Cohen would like us to forget that it was Comcast that was caught red-handed blocking lawful Internet traffic in 2007, and that then lied about what it was doing. It was Comcast that tried to evade scrutiny by obstructing public participation in an FCC hearing investigating its Internet blocking. And when the FCC forced the company to stop discriminating against its customers, without even levying a fine, it was Comcast that sued on a technicality to avoid any accountability.

But in an effort to whitewash its record of underhanded activity, Cohen claimed that the public reaction to this debacle taught the company a lesson about being better self-regulators.

"In retrospect," he said, "we made the wrong decision for the right reasons." Though those who were blocked from sharing barbershop quartet music and the King James Bible might remember things differently.

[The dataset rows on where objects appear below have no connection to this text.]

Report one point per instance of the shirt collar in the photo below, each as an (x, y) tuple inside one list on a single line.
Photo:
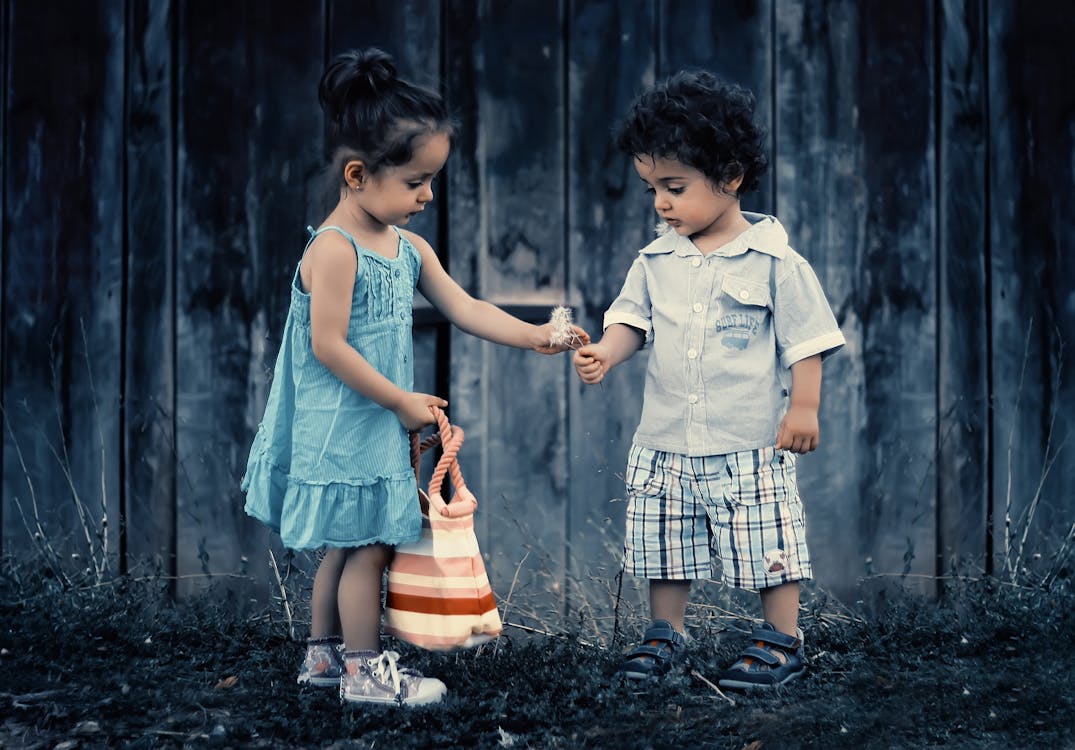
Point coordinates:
[(765, 235)]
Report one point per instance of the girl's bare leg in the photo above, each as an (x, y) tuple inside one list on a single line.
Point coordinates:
[(324, 610), (359, 597)]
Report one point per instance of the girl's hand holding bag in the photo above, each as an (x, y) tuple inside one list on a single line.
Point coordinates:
[(439, 595)]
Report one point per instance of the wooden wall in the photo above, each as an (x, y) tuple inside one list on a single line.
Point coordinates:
[(160, 161)]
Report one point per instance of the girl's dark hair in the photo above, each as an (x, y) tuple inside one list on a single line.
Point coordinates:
[(700, 120), (375, 115)]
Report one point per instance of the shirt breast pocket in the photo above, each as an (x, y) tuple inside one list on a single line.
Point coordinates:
[(744, 305), (741, 292)]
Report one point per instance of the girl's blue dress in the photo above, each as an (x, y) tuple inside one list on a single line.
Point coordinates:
[(328, 466)]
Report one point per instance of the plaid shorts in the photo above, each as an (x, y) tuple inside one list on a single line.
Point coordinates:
[(685, 513)]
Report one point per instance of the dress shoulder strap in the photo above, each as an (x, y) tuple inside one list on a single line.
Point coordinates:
[(315, 232)]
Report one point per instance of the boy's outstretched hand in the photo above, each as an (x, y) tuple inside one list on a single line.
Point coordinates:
[(591, 363)]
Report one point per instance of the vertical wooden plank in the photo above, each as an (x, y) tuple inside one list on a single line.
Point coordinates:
[(511, 402), (5, 518), (249, 138), (409, 30), (962, 342), (149, 332), (63, 274), (1032, 274), (733, 40), (611, 219), (854, 187)]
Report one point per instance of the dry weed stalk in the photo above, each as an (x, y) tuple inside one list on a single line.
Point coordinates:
[(1014, 551), (283, 595)]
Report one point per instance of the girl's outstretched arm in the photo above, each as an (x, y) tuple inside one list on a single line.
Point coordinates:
[(329, 276), (478, 317)]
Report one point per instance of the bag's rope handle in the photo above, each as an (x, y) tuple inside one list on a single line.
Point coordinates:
[(463, 503)]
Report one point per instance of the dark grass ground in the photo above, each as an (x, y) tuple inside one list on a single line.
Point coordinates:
[(988, 666)]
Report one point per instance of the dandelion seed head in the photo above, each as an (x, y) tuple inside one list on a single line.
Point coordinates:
[(563, 332)]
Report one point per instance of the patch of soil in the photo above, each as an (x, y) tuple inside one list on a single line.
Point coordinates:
[(989, 666)]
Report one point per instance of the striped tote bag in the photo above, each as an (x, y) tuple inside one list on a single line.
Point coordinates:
[(439, 595)]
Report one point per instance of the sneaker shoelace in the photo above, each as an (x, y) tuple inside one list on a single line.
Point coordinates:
[(385, 668)]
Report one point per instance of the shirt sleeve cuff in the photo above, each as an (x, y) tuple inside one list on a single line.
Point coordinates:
[(826, 346), (628, 319)]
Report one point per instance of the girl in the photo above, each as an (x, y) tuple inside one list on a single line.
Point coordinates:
[(330, 464)]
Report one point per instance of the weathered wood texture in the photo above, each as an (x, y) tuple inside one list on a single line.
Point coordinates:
[(63, 277), (160, 161), (854, 189), (1032, 275), (148, 339), (246, 143), (962, 370), (512, 403)]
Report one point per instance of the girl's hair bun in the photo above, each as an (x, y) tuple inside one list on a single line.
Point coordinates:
[(356, 75)]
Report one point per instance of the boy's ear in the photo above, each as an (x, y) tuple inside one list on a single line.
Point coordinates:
[(355, 173)]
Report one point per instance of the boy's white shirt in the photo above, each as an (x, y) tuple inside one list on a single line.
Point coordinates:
[(724, 330)]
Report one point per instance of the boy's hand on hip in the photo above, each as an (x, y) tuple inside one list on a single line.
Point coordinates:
[(799, 430)]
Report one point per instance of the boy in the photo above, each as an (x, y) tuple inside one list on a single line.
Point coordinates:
[(739, 326)]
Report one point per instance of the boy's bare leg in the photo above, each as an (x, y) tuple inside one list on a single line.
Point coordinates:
[(324, 609), (780, 606), (360, 596), (668, 601)]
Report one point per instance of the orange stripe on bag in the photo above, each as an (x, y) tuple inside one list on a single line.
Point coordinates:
[(439, 595), (440, 605)]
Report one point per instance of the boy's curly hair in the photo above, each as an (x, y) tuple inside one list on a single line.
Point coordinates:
[(700, 120)]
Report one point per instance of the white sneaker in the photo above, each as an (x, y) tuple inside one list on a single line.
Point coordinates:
[(373, 677)]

Bygones, said Cohen, who now claims Comcast was vindicated and can be trusted with the fate of your Internet -- and of NBC Universal, which it hopes to acquire.

Fear and Self-Loathing in Washington

"Unfortunately, the national debate around Net Neutrality and an 'open Internet' has been almost exclusively driven by lawyers," declared Cohen (who is a lawyer). In fact, Comcast hates lawyers so much that the company employs at least 100 of them from 30 different D.C. firms to lobby Washington to get its way.

All of Cohen's lip service about consensus would be more palatable if his company hadn't poured so much money into astroturf front groups and lobbyists determined to undermine all efforts to encourage fair competition and a level playing field online.

The only thing you can trust about Comcast is that it seeks to boost its bottom line and serve shareholders by any means possible. That's the nature of corporations. And naturally, the public shouldn't expect corporations like Comcast to look out for its best interests.

Public policy is designed for that role -- to make it profitable for corporations to behave in ways that don't harm the rest of us. The only thing that will keep Comcast honest is clear rules of the road and a real watchdog such as the FCC to enforce them.